– Можно вас осмотреть? – спросил он.

– Пожалуйста, – сказала мама. – Только в этом нет смысла.

Джим провел обычный осмотр, как при простуде, затем что-то записал в ее карточке и спросил:

– Какой сегодня день, Аня?

– Тридцать первое января две тысячи первого года, – сказала она, и в ее взгляде читалась ясность и уверенность. – Сегодня среда. В стране новый президент, Джордж Буш-младший. Столица нашего штата – Олимпия.

Джим помолчал.

– Как вы, Аня? Если серьезно?

– Сердце бьется. Легкие дышат. Ложусь спать, потом просыпаюсь.

– Возможно, вам следует обратиться к специалисту.

– К какому же?

– К тому, с кем можно поговорить о вашей утрате.

– О смерти нечего говорить. Вы, американцы, считаете, что разговоры способны что-то изменить. Это не так.

Он кивнул.

– А моей дочери, пожалуй, специалист бы не помешал.

– Хорошо, – сказал доктор, снова что-то черкнув в карточке. – Я пообщаюсь немного с Мередит, а вы пока посидите в приемной, ладно?

Ничего не ответив, мать вышла из кабинета.

– С ней что-то не так, – сказала Мередит, как только они с доктором остались одни. – Она то и дело бывает дезориентирована, плохо спит, а сегодня набила карманы едой и говорила о себе в третьем лице. Постоянно переживает за какого-то львенка и назвала меня Олей. По-моему, она путает свои сказки с жизнью. Вчера она бормотала одну из них себе под нос… как будто для папы. Ей всегда тяжело давалась зима, но сейчас дело не в этом. С ней правда что-то не так. Может быть, это Альцгеймер?

– По-моему, она в здравом уме.

– Но…

– Дай ей время, чтобы справиться с болью.

Мередит попыталась возразить, но он перебил:

– Каждый справляется так, как может. Они были женаты пятьдесят лет, а теперь она осталась одна. Просто старайся ее слушать и говорить с ней. И пореже оставляй в одиночестве.

– Уж поверь, Джим, она будет одинокой что со мной, что без меня.

– Значит, разделяй с ней ее одиночество.

– Ясно, – сказала Мередит. – Спасибо, Джим, что согласился принять нас. Отвезу ее домой и вернусь на работу. Нужно успеть на встречу к четверти третьего.

– Если хочешь, я выпишу тебе рецепт на снотворное. Мне кажется, тебе надо слегка сбавить темп.

Получай Мередит по десять долларов всякий раз, когда кто-нибудь – особенно ее муж – давал ей подобный совет, она могла бы уже загорать где-нибудь в Мексике.

– Ты прав, Джим, – сказала она. – Как же я сама не подумала.


В невыносимо жаркий день, спустя месяц с лишним после отъезда из штата Вашингтон, Нина стояла в толпе отчаявшихся, измученных беженцев. Со всех сторон ее окружали люди, сгрудившиеся возле грязных, обвисших шатров. Эти люди находились в критическом положении: многие были ранены или пережили насилие, но все проявляли поразительное мужество.
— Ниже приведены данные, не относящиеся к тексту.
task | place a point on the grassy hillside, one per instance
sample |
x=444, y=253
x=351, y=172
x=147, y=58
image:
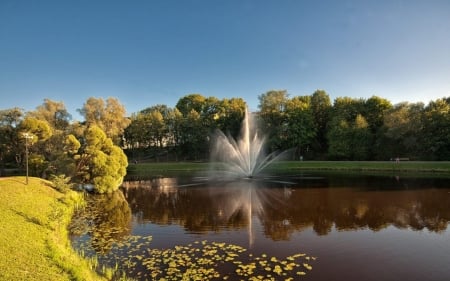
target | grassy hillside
x=33, y=238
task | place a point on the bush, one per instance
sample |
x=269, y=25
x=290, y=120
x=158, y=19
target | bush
x=61, y=183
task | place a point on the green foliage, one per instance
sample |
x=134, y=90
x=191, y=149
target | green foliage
x=34, y=233
x=108, y=116
x=61, y=183
x=102, y=163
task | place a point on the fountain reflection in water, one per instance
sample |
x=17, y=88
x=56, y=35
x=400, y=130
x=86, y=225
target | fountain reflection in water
x=243, y=157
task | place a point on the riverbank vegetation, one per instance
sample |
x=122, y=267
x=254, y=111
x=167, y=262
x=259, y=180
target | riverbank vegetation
x=33, y=237
x=311, y=126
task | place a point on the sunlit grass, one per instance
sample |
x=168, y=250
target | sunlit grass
x=33, y=238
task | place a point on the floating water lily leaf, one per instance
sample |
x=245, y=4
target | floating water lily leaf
x=200, y=260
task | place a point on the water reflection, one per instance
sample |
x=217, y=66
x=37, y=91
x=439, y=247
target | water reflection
x=106, y=220
x=283, y=211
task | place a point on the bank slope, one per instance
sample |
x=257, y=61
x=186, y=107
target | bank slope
x=33, y=237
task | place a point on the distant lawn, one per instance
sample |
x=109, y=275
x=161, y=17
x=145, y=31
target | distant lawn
x=33, y=237
x=402, y=166
x=187, y=168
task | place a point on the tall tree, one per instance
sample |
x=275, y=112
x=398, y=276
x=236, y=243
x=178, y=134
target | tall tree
x=321, y=107
x=110, y=116
x=401, y=132
x=9, y=135
x=436, y=132
x=100, y=162
x=55, y=113
x=272, y=107
x=191, y=102
x=300, y=129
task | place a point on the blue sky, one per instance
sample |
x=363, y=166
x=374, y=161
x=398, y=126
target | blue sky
x=155, y=52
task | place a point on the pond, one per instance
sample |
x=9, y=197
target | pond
x=305, y=226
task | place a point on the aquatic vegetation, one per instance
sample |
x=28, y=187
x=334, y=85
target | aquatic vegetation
x=201, y=260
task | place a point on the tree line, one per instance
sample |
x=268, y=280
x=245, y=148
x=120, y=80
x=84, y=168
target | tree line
x=311, y=125
x=97, y=150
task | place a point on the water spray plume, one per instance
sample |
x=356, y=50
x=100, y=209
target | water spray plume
x=243, y=157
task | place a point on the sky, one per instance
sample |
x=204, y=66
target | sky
x=149, y=52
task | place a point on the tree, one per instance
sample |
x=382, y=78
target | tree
x=436, y=131
x=9, y=135
x=109, y=116
x=300, y=129
x=194, y=141
x=101, y=163
x=321, y=107
x=191, y=102
x=272, y=107
x=349, y=140
x=401, y=132
x=55, y=113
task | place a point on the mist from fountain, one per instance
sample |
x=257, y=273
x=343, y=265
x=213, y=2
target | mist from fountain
x=243, y=157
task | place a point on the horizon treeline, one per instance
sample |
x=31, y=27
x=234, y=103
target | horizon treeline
x=313, y=126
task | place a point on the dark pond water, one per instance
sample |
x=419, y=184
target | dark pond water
x=309, y=227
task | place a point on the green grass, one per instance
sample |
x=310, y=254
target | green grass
x=376, y=166
x=34, y=241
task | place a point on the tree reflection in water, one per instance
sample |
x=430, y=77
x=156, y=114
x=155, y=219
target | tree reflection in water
x=106, y=219
x=288, y=209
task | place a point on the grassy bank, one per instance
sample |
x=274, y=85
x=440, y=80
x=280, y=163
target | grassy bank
x=33, y=238
x=169, y=169
x=375, y=166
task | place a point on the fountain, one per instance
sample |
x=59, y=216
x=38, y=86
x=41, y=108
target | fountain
x=241, y=158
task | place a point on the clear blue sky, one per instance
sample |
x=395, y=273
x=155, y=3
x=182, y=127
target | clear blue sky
x=155, y=52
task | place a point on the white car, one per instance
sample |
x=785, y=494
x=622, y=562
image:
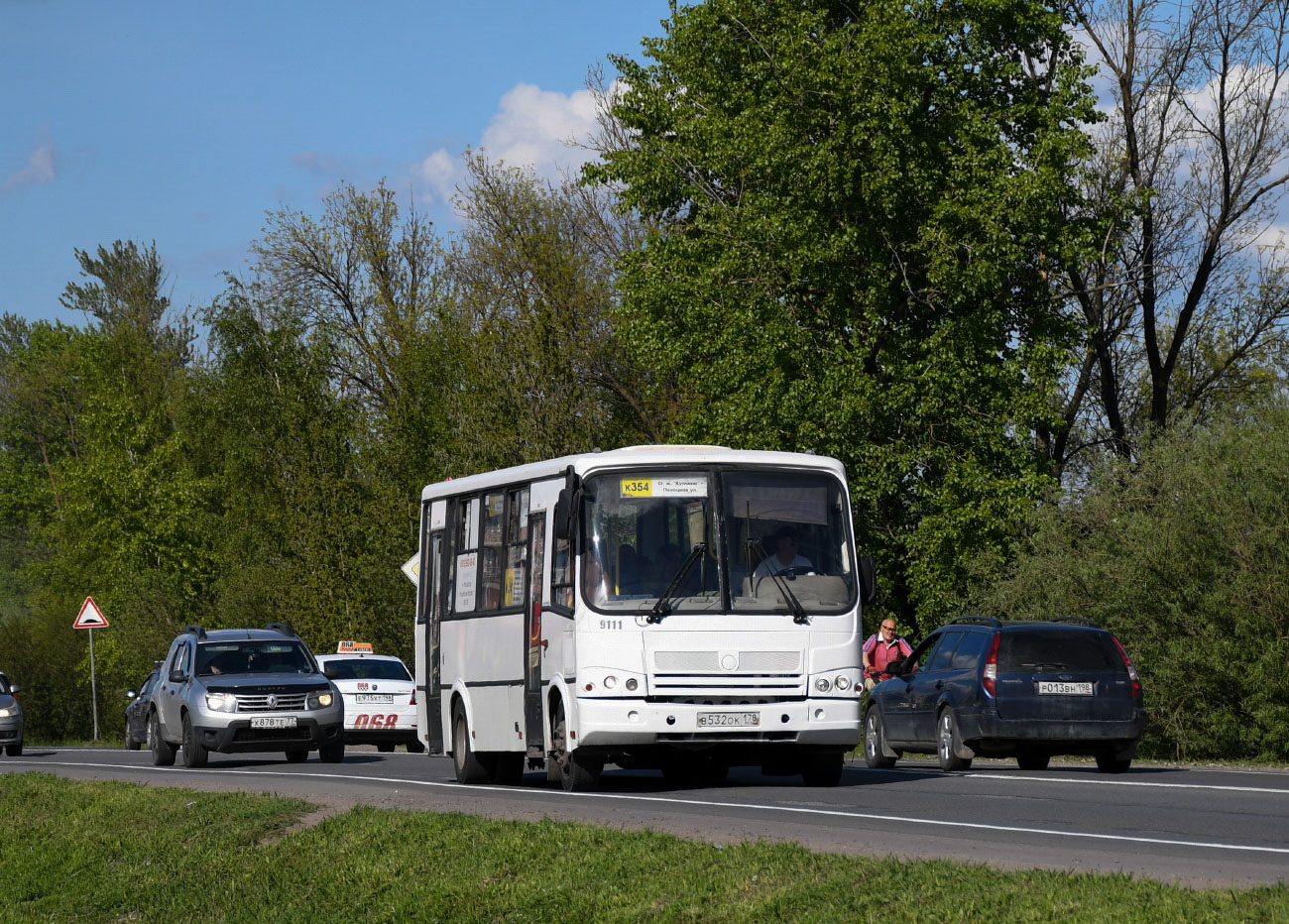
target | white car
x=379, y=697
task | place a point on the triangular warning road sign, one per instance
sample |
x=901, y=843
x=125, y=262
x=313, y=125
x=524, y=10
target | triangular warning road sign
x=90, y=616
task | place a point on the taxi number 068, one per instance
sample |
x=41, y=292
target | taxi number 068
x=377, y=721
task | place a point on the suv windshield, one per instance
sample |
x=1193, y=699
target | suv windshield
x=368, y=669
x=749, y=538
x=254, y=657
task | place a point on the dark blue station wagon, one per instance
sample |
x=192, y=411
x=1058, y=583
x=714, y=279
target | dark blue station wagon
x=981, y=687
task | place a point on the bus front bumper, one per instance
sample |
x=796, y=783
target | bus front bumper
x=606, y=722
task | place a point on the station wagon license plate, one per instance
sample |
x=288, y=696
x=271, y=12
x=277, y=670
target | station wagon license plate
x=272, y=722
x=729, y=719
x=1062, y=688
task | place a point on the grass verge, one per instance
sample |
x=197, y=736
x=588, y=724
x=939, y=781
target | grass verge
x=104, y=851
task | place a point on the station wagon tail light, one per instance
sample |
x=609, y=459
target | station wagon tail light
x=989, y=677
x=1132, y=671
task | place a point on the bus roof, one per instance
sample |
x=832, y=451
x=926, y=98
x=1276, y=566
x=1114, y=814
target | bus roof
x=628, y=456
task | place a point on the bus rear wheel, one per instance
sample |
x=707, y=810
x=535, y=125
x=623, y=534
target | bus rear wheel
x=576, y=772
x=469, y=767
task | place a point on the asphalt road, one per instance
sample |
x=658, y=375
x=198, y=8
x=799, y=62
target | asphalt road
x=1195, y=826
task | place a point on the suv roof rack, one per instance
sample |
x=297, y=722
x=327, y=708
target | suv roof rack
x=987, y=620
x=1077, y=620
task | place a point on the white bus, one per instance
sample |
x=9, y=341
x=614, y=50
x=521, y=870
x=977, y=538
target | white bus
x=682, y=609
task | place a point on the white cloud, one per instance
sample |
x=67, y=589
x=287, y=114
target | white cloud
x=40, y=168
x=532, y=128
x=439, y=172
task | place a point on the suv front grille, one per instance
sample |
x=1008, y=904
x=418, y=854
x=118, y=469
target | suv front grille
x=259, y=703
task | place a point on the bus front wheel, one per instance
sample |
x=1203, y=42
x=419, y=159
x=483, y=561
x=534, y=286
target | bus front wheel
x=576, y=772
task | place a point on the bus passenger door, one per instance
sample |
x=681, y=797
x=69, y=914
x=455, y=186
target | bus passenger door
x=432, y=611
x=533, y=645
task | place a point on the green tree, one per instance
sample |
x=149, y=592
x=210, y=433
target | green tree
x=1185, y=555
x=855, y=214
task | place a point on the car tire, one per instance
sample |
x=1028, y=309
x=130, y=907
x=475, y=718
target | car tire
x=331, y=754
x=875, y=743
x=578, y=773
x=193, y=752
x=823, y=769
x=948, y=744
x=1109, y=763
x=163, y=751
x=1032, y=761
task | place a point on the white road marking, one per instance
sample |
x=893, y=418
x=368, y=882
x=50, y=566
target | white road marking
x=701, y=803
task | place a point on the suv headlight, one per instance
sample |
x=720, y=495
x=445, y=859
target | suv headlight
x=222, y=703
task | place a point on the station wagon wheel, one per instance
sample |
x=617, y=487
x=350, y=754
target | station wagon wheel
x=163, y=751
x=875, y=743
x=949, y=744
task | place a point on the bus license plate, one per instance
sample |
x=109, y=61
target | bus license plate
x=1065, y=688
x=729, y=719
x=272, y=722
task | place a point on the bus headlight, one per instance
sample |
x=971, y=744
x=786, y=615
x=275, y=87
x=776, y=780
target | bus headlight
x=222, y=703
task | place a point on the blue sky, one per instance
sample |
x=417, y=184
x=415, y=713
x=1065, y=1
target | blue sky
x=184, y=123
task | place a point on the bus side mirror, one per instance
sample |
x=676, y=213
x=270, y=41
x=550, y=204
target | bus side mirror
x=562, y=523
x=868, y=580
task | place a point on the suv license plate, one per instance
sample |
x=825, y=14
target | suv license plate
x=1048, y=687
x=729, y=719
x=272, y=722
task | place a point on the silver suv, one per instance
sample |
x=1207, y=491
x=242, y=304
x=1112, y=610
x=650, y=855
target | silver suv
x=241, y=691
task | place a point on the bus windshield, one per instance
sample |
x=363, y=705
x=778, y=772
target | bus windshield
x=752, y=540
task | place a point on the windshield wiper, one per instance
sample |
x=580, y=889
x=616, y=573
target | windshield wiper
x=794, y=606
x=664, y=603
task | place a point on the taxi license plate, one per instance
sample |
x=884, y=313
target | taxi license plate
x=272, y=722
x=1061, y=688
x=729, y=719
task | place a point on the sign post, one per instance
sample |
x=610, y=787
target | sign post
x=91, y=618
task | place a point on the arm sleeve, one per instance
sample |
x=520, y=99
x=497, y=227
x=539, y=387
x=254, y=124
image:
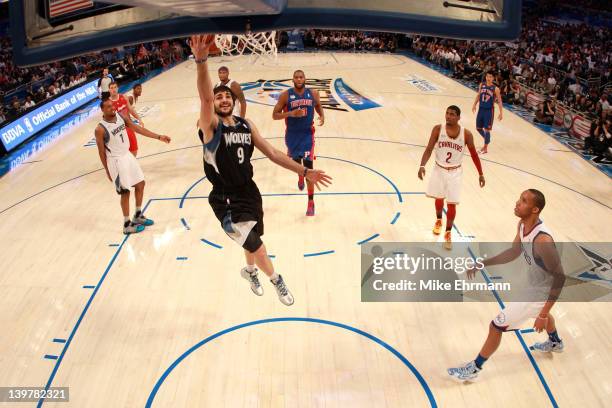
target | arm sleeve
x=475, y=159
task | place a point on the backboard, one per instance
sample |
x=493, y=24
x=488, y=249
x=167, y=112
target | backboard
x=40, y=36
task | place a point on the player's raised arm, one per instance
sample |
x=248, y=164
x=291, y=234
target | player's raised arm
x=145, y=132
x=101, y=150
x=318, y=107
x=469, y=141
x=477, y=100
x=504, y=257
x=499, y=103
x=435, y=134
x=200, y=46
x=237, y=90
x=278, y=114
x=133, y=111
x=544, y=248
x=276, y=156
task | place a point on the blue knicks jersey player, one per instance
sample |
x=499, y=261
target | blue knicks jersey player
x=488, y=94
x=297, y=105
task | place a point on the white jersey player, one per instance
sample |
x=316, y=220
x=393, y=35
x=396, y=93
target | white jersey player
x=546, y=279
x=449, y=142
x=240, y=101
x=121, y=167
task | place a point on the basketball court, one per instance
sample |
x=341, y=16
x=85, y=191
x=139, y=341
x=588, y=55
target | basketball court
x=130, y=319
x=163, y=318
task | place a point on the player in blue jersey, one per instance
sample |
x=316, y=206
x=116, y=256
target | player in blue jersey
x=297, y=105
x=488, y=94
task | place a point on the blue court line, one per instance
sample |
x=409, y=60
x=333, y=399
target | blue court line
x=82, y=315
x=185, y=224
x=212, y=244
x=318, y=193
x=319, y=253
x=399, y=195
x=75, y=328
x=396, y=217
x=397, y=192
x=535, y=366
x=320, y=137
x=188, y=190
x=369, y=336
x=368, y=239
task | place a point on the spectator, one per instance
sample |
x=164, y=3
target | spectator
x=603, y=106
x=103, y=84
x=546, y=112
x=29, y=103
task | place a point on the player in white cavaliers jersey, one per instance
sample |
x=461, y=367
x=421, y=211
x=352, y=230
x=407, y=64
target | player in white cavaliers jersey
x=120, y=165
x=546, y=279
x=240, y=105
x=449, y=142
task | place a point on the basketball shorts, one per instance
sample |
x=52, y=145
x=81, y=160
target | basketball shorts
x=300, y=144
x=516, y=314
x=445, y=184
x=133, y=140
x=125, y=172
x=484, y=119
x=241, y=215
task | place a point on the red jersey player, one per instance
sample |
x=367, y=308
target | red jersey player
x=125, y=108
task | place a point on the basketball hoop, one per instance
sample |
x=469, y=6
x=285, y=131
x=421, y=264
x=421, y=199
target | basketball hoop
x=254, y=43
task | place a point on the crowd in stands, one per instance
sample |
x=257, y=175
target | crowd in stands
x=351, y=40
x=21, y=89
x=571, y=64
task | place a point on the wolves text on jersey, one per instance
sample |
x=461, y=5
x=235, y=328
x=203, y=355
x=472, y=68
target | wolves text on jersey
x=237, y=138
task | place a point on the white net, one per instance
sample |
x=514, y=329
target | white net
x=252, y=43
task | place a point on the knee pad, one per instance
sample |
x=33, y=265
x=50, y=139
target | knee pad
x=252, y=242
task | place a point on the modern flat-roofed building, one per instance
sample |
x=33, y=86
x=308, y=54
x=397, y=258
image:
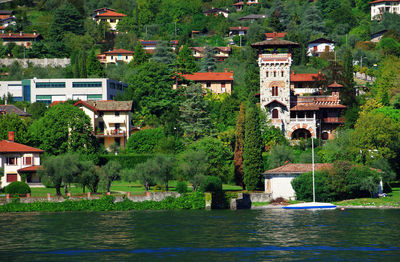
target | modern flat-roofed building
x=62, y=89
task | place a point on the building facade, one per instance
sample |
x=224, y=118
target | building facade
x=50, y=90
x=111, y=120
x=17, y=159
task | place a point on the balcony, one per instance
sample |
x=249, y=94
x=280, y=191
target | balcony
x=333, y=120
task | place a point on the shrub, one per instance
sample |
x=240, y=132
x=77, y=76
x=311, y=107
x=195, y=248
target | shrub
x=17, y=188
x=181, y=187
x=211, y=184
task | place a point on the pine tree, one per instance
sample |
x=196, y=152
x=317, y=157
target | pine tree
x=239, y=144
x=252, y=151
x=94, y=67
x=186, y=63
x=164, y=54
x=208, y=61
x=140, y=55
x=194, y=121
Изнемогая от жары и пыли, они прошли несколько миль за ведерком воды и ждали пару часов, прежде чем волонтеры Красного Креста выдали им немного риса, – но дети, вопреки всему, продолжали играть в грязи, и, помимо плача, то и дело звучал смех.

Нина была не менее грязной, уставшей и голодной, чем остальные. Она прожила в этом лагере уже две недели, а перед этим моталась по Сьерра-Леоне, прячась, перебираясь ползком, чтобы ее не заметили и тоже не подстрелили и не изнасиловали.

Она присела на корточки над высохшей красноватой грязью. Вокруг не смолкал гул: насекомые, голоса, шум двигателей вдали. Слева, над армейской палаткой, висел потрепанный флаг с красным крестом. Сотни раненых терпеливо дожидались помощи, стоя в очереди.

Перед Ниной, в жалкой полутени от палатки, прижавшись к жене, скорчился иссохший старик. Он недавно потерял ногу, и одеяло, которым его укрыли, пропиталось кровью из культи. Жена уже много часов не покидала его, стараясь утешить, хотя и ее истощенное тело, должно быть, изнывало от боли. Она смочила губы мужа парой драгоценных капель воды.